Tim Wright

Personal information
- Born: 18 February 1973 (age 53)

Sport
- Sport: Rowing
- Club: Wendouree Ballarat Rowing Club

Medal record
Men's rowing
Representing Australia
World Rowing Championships
| Gold medal – first place | 1997 Aiguebelette | LM8+ |
U23 World Championships
| Silver medal – second place | U23 1995 Groningen | LM4- |

= Tim Wright (rower) =

Australian rower

Tim Wright (born 18 February 1973) is an Australian former world champion lightweight rower. He won a gold medal at the 1997 World Rowing Championships in Aiguebelette with the lightweight men's eight.

==Club and state rowing==
Wright took up rowing at Ballarat High School as a coxswain. His senior rowing was from the Wendouree-Ballarat Rowing Club.

Richards rowed in Victorian representative men's lightweight fours contesting the Penrith Cup at the Interstate Regatta within the Australian Rowing Championships in 1997 and 1999.

==International representative rowing==
Wright first represented Australia in the lightweight coxless at the 1994 World Rowing U23 Championships in Paris where the Australians finished fourth. The following year at Groningen in The Netherlands he again raced at the U23 World Championships in the lightweight coxless four and they won the silver medal.
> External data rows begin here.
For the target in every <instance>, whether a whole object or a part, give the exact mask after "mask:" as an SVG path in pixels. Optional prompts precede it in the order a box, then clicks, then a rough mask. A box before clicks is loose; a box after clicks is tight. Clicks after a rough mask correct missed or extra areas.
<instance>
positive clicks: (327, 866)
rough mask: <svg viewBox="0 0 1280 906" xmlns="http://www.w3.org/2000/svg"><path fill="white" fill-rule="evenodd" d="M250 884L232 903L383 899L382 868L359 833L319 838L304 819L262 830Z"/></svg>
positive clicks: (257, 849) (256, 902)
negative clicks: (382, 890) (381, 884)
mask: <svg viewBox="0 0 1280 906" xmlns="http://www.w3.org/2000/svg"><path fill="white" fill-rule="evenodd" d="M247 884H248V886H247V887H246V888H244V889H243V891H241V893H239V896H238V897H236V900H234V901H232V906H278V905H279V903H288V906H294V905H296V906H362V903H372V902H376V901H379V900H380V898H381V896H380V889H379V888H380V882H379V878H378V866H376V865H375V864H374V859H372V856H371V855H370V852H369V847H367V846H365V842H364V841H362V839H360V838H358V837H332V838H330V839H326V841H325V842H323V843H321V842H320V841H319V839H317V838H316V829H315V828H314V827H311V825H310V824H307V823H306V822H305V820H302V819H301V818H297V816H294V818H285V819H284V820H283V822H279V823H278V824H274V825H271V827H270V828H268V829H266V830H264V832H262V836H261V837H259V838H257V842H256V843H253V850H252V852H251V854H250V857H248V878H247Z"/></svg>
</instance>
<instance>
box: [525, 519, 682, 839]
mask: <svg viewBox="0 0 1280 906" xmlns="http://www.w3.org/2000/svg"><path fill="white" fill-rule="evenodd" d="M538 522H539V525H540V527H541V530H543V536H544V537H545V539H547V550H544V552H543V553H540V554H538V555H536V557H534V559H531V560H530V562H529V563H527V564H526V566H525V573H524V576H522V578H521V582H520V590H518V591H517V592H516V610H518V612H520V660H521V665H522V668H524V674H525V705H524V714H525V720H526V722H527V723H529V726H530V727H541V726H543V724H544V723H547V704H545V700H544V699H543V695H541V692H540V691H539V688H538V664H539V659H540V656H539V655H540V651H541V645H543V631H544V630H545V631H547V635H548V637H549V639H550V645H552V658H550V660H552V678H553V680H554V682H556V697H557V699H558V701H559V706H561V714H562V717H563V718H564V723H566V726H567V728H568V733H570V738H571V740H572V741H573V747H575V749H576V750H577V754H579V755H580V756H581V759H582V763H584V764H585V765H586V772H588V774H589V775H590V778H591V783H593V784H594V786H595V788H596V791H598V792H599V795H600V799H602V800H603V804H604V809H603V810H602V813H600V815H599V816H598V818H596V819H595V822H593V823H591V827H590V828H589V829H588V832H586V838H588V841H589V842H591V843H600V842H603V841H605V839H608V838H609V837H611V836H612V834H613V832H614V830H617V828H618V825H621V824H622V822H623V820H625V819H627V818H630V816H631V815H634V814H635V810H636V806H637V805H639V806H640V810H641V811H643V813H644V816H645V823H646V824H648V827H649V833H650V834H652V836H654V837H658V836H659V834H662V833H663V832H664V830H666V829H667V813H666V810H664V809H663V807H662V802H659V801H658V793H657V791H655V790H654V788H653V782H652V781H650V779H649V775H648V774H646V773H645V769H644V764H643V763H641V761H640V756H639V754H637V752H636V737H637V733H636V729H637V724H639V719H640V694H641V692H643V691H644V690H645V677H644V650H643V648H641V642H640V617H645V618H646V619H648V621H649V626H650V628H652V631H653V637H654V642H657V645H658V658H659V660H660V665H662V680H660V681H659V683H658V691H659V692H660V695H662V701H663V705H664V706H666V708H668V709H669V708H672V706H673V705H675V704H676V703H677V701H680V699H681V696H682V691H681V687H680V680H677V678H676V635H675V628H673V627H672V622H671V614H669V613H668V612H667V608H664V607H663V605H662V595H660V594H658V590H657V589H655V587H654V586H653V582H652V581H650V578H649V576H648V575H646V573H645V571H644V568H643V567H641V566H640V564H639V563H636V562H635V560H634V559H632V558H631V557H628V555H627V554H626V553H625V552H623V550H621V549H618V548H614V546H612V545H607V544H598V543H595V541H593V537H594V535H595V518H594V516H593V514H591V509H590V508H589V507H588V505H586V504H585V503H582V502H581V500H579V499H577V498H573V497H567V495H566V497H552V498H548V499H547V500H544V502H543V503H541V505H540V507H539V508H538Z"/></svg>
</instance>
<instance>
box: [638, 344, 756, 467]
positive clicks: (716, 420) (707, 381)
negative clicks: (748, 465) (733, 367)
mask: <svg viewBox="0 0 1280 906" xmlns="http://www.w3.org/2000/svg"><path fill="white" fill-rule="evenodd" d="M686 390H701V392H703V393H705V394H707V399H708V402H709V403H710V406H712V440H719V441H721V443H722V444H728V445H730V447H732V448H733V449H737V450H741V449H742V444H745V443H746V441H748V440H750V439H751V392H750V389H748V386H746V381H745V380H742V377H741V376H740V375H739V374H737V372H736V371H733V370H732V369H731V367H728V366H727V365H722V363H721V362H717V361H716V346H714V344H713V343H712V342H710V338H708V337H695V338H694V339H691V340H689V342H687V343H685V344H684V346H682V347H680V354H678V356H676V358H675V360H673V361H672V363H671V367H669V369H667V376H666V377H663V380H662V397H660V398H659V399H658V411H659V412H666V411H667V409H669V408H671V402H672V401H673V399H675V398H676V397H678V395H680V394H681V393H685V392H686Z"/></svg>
In 1997 he made his debut in an Australian senior crew seated in the bow of the men's lightweight eight. At the 1997 World Rowing Championships in Aiguebelette, the Australians won a thrilling final by 0.03 seconds with only 1.5 lengths separating the field. Wright won his first and only World Championship title in his only senior World Championship appearance.